Posted: 25.05.2006, 01:06
by buggs_moran
Well, I spent a little time on this. I am sure my orbital calcs are all wrong and forced. However, I got the barycenter to orbit the GC in the galactic plane. I tried having the sun orbit the EC barycenter (of course it disappeared, 16000 ly thing?). Instead of all of this, wouldn't it be easier to have the 0,0,0 point in Celestia orbit the galactic center in the code?
Code: Select all
Barycenter "GC"
{
RA 266.25 # 17.7500
Dec -28.9300
Distance 2.772e+04
}
Barycenter "EC"
{
OrbitBarycenter "GC"
EllipticalOrbit {
Period 240e6 # edited
SemiMajorAxis 1760000000.0
Eccentricity 0.0
Inclination 61.64
AscendingNode 269.7
ArgOfPericenter 83.71
MeanAnomaly 90.0
}
Posted: 25.05.2006, 01:43
by tech2000
buggs_moran wrote:Well, I spent a little time on this. I am sure my orbital calcs are all wrong and forced. However, I got the barycenter to orbit the GC in the galactic plane. I tried having the sun orbit the EC barycenter (of course it disappeared, 16000 ly thing?). Instead of all of this, wouldn't it be easier to have the 0,0,0 point in Celestia orbit the galactic center in the code?
Code: Select all
Barycenter "GC"
{
RA 266.25 # 17.7500
Dec -28.9300
Distance 2.772e+04
}
Barycenter "EC"
{
OrbitBarycenter "GC"
EllipticalOrbit {
Period 240e9
SemiMajorAxis 1760000000.0
Eccentricity 0.0
Inclination 61.64
AscendingNode 269.7
ArgOfPericenter 83.71
MeanAnomaly 90.0
}
I think Buggs are on to something here, and it's definietly more logical to have the 0,0,0 coordinates in the center of our galaxy.
Bye, Anders
Posted: 25.05.2006, 11:06
by buggs_moran
You wouldn't necessarily want to move 0,0,0 to the center of the galaxy. Redefining all of the objects in Celestia from Heliocentric to a new Galactocentric origin would be daunting to say the least. RA, Dec and Distance might be simple mathematically, but getting orientations of objects like binary stars would probably be evil, I don't know for certain, maybe Grant can chime in here. I was thinking more along the lines of a new coordinate system. You can already define a barycenter coordinate system and stars around it, a star coordinate system and planets around it, and a planet coordinate system withe moons around it. Having a galactic coordinate definition would allow us to define our system in relation to it. What we have to do now is define the center of the galaxy from the sun, then define the orbit of the sun around the galaxy center, seems rather Ptolemaic. Not to mention the fact that the star disappears due to the OpenGL constraints. A long time ago Chris mentioned that one of the long term goals to overcome this would be to have multiple definable frames of reference given RA, Dec and Distance from Sol. I don't know if he ever got anywhere with that.

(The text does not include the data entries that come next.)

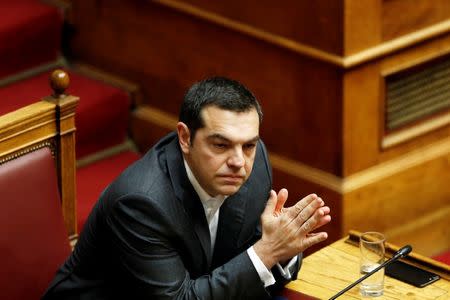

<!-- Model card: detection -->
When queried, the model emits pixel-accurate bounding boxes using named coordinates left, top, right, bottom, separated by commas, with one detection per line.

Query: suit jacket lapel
left=212, top=185, right=248, bottom=267
left=165, top=136, right=213, bottom=267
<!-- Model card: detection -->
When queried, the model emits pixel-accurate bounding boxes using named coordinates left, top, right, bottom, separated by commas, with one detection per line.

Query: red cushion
left=433, top=251, right=450, bottom=266
left=0, top=147, right=71, bottom=299
left=0, top=70, right=131, bottom=158
left=0, top=0, right=62, bottom=78
left=77, top=151, right=141, bottom=230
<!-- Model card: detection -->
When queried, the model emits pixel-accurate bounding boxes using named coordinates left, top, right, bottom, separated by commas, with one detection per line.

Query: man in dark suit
left=43, top=77, right=331, bottom=299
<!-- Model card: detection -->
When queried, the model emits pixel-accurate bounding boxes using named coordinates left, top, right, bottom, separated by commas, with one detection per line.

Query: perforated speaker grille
left=386, top=57, right=450, bottom=131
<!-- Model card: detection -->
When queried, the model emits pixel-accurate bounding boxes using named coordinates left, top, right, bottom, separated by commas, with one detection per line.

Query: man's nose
left=227, top=147, right=245, bottom=168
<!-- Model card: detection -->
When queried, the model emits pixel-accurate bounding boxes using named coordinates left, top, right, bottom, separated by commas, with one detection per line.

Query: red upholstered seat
left=0, top=147, right=71, bottom=299
left=433, top=251, right=450, bottom=266
left=0, top=71, right=131, bottom=158
left=0, top=0, right=62, bottom=79
left=77, top=150, right=141, bottom=230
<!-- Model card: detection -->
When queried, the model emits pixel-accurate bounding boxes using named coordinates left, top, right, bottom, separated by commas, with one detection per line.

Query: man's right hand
left=253, top=189, right=331, bottom=269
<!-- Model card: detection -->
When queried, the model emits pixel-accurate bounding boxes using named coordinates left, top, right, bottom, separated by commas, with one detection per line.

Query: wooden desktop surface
left=285, top=234, right=450, bottom=299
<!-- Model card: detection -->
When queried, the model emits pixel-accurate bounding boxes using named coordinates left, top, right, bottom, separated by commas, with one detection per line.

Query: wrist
left=253, top=240, right=278, bottom=269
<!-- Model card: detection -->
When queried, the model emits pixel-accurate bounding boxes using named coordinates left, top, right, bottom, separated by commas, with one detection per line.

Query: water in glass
left=360, top=263, right=384, bottom=296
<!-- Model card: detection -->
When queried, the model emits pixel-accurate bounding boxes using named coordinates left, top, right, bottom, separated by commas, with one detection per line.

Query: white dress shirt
left=183, top=160, right=297, bottom=287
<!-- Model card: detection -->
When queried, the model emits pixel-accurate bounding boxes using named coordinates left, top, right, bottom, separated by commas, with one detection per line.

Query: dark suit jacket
left=43, top=132, right=300, bottom=300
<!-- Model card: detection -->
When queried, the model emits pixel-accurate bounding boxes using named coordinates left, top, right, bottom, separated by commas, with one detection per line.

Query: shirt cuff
left=275, top=255, right=298, bottom=279
left=247, top=246, right=276, bottom=287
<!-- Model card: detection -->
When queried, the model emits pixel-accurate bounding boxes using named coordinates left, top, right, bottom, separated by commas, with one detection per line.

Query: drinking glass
left=359, top=231, right=385, bottom=297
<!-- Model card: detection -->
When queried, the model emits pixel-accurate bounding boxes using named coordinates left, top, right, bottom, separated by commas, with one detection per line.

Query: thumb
left=263, top=190, right=277, bottom=216
left=275, top=188, right=288, bottom=214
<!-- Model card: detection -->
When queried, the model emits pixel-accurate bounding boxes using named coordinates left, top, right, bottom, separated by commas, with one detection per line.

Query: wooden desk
left=284, top=235, right=450, bottom=299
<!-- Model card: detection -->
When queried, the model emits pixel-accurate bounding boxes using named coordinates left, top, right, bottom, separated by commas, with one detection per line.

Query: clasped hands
left=254, top=189, right=331, bottom=269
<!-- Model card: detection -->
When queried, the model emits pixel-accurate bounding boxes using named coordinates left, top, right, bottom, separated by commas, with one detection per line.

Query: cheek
left=244, top=157, right=255, bottom=174
left=199, top=152, right=226, bottom=173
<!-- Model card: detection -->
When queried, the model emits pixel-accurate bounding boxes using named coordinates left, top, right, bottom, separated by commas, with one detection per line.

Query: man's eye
left=214, top=144, right=227, bottom=149
left=244, top=143, right=256, bottom=150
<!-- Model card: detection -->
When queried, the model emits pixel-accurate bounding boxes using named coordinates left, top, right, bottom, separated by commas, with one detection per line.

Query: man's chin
left=218, top=185, right=242, bottom=196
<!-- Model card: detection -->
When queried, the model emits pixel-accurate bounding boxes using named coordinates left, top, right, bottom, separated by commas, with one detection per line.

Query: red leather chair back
left=0, top=147, right=71, bottom=299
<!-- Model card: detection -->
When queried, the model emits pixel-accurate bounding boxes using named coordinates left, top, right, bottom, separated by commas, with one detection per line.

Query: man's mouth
left=218, top=174, right=244, bottom=183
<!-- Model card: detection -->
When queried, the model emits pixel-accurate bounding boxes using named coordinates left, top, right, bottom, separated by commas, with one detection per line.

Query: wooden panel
left=0, top=102, right=56, bottom=156
left=344, top=0, right=381, bottom=55
left=343, top=34, right=450, bottom=175
left=387, top=206, right=450, bottom=257
left=52, top=95, right=78, bottom=239
left=71, top=0, right=344, bottom=174
left=343, top=62, right=381, bottom=175
left=175, top=0, right=344, bottom=54
left=343, top=149, right=450, bottom=255
left=130, top=106, right=175, bottom=151
left=382, top=0, right=450, bottom=41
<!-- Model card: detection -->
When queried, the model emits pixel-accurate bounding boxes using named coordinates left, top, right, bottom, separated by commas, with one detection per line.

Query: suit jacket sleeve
left=106, top=193, right=272, bottom=300
left=268, top=254, right=302, bottom=294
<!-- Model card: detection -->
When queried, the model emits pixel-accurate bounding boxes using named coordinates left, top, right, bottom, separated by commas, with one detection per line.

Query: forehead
left=199, top=106, right=259, bottom=141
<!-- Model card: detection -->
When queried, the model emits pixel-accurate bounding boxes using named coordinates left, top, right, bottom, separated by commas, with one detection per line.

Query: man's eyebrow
left=207, top=133, right=260, bottom=143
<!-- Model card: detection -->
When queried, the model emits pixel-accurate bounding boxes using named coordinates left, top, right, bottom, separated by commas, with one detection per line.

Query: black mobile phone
left=385, top=260, right=440, bottom=288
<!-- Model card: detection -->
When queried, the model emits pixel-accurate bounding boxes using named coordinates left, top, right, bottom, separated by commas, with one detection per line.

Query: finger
left=300, top=206, right=331, bottom=234
left=292, top=197, right=324, bottom=228
left=274, top=188, right=288, bottom=215
left=306, top=232, right=321, bottom=237
left=286, top=193, right=318, bottom=219
left=263, top=190, right=277, bottom=217
left=301, top=232, right=328, bottom=250
left=311, top=206, right=331, bottom=231
left=312, top=215, right=332, bottom=231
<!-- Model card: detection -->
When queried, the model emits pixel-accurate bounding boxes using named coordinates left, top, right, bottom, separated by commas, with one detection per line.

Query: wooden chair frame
left=0, top=74, right=78, bottom=243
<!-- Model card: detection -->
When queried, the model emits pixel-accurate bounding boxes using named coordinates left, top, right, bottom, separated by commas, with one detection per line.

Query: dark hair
left=179, top=77, right=263, bottom=140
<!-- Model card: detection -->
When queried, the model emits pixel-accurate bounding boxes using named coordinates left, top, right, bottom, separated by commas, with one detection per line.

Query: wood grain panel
left=173, top=0, right=344, bottom=54
left=50, top=95, right=78, bottom=239
left=343, top=34, right=450, bottom=175
left=343, top=151, right=450, bottom=249
left=343, top=62, right=381, bottom=175
left=71, top=0, right=344, bottom=174
left=386, top=205, right=450, bottom=257
left=344, top=0, right=381, bottom=55
left=131, top=106, right=175, bottom=151
left=382, top=0, right=450, bottom=41
left=0, top=102, right=56, bottom=156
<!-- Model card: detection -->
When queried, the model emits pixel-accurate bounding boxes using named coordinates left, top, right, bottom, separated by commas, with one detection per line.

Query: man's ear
left=177, top=122, right=191, bottom=154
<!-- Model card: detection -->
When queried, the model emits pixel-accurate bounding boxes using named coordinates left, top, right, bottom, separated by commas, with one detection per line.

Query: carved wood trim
left=0, top=140, right=56, bottom=165
left=154, top=0, right=450, bottom=68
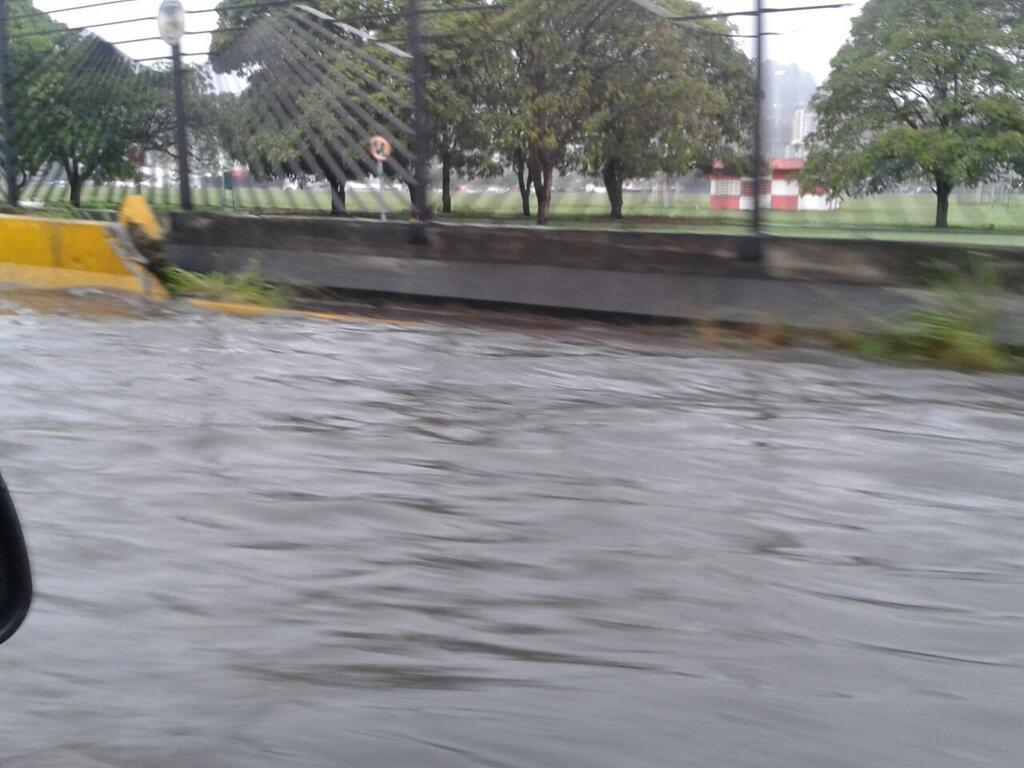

This is an older post on coordinate systems
http://www.celestiaproject.net/forum/viewtopic.php?t=8662
Posted: 25.05.2006, 11:36
by selden
For whatever reason, if you specify unrealistic AbsMag values, like -20, the stars remain visible at very large distances (outside the galaxy). They disappear at intermediate distances (within the galaxy) and then reappear when you get close.
Posted: 25.05.2006, 11:47
by selden
A related problem: in order for the epicycles to display the vertical motions properly, they'd have to precess, staying perpendicular to the direction toward the galactic center. Celestia does not (yet?) support precession of orbits, only of planetary rotations.
Posted: 25.05.2006, 11:56
by selden
Oh, and a minor point: the period is 240e6 (MegaYears), not 240e9 (GigaYears).
Posted: 25.05.2006, 16:09
by buggs_moran
selden wrote:Oh, and a minor point: the period is 240e6 (MegaYears), not 240e9 (GigaYears).
THAT"S IT, I am packing my bags and going home. No more teaching math for me, nosiree Bob. Duh *smacks self upside the head*. Check your numbers they always said, and did I, No! I was "LOST" bound (TV show), I swear your honor, I didn't even see the 9, silly zeros. It seems like each one makes ten times the problem.